In Quorum, consistency will be weak when W + R <= N, but availability will be high. (This will be used generally when eventual consistency is guaranteed)
In Cassandra, there are 4 methodologies to ensure eventual consistency:
- Anti-Entropy(逆熵): the mothod used to check consistency called Merkle Tree.
- Read Repair: repair in the case that finding it's not consistent when reading data from key A and all the copies of key A.
- ONE: return a recent copy immediately, and repair in the background. (The first data you read will not be the latest one)

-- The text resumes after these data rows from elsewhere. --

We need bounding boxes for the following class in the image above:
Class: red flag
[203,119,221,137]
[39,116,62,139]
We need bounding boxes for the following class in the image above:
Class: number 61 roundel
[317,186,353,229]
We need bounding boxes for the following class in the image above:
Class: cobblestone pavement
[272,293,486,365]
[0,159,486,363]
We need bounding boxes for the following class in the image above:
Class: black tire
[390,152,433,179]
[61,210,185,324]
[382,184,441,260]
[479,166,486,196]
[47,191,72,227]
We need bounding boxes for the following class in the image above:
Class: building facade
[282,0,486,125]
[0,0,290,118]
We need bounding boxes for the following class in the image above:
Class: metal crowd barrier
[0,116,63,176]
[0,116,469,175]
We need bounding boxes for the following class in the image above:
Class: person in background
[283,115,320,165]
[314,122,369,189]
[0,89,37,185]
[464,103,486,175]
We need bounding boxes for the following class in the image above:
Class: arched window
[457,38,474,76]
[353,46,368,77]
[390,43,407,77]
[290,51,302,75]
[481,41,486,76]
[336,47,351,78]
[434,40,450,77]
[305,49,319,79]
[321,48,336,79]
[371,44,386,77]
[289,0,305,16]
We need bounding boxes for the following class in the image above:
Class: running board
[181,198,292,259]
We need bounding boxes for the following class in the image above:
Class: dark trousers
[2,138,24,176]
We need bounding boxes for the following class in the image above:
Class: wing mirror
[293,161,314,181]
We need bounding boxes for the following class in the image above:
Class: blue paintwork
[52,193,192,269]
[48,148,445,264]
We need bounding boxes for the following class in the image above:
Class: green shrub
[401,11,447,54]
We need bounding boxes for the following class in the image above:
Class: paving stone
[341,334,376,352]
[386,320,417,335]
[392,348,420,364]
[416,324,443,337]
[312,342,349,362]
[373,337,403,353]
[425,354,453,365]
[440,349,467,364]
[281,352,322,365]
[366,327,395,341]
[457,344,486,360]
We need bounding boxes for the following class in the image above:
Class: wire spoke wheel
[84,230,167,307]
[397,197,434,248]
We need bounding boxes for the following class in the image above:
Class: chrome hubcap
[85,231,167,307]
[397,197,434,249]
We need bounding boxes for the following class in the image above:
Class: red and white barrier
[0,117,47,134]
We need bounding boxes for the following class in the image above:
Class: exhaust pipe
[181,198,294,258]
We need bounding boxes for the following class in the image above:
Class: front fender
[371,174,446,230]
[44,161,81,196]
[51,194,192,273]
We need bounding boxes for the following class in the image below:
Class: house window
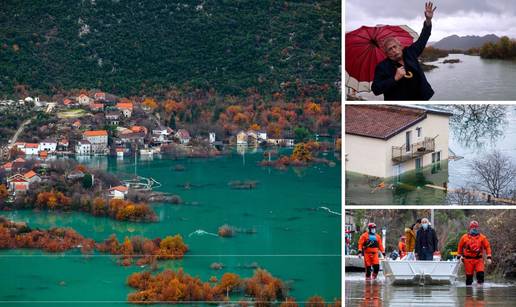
[416,157,423,170]
[416,127,422,138]
[432,151,441,163]
[405,131,411,152]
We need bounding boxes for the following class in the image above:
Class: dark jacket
[415,226,438,254]
[371,22,434,100]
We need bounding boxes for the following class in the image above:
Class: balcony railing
[392,137,435,163]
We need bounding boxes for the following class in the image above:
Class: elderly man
[415,218,439,261]
[372,2,437,100]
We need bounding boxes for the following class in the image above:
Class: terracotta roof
[84,130,107,136]
[3,162,13,169]
[109,185,128,192]
[346,105,428,140]
[116,102,133,110]
[14,183,29,191]
[176,129,190,139]
[90,102,104,109]
[23,171,37,179]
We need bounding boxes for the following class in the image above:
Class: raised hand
[425,2,437,21]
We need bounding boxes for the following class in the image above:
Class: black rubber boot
[477,272,484,285]
[366,266,371,278]
[373,264,380,275]
[466,275,473,286]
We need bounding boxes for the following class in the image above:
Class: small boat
[381,260,460,285]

- QUORUM: return a copy when there is no problems after checking more than half of all copies, and check remaining copies and repair if necessary in the background.
- ALL: return a copy when there is no problems after checking all.
- Hinted Handoff(提示提交): write to a relay node when the target is offline, and the relay node will wait for the target to complete writing.
- Distributed Delete: Cassandra will sign a hint to the object which is deleted by other nodes, and this object will be collected when doing Garbage Collect at the fixed time.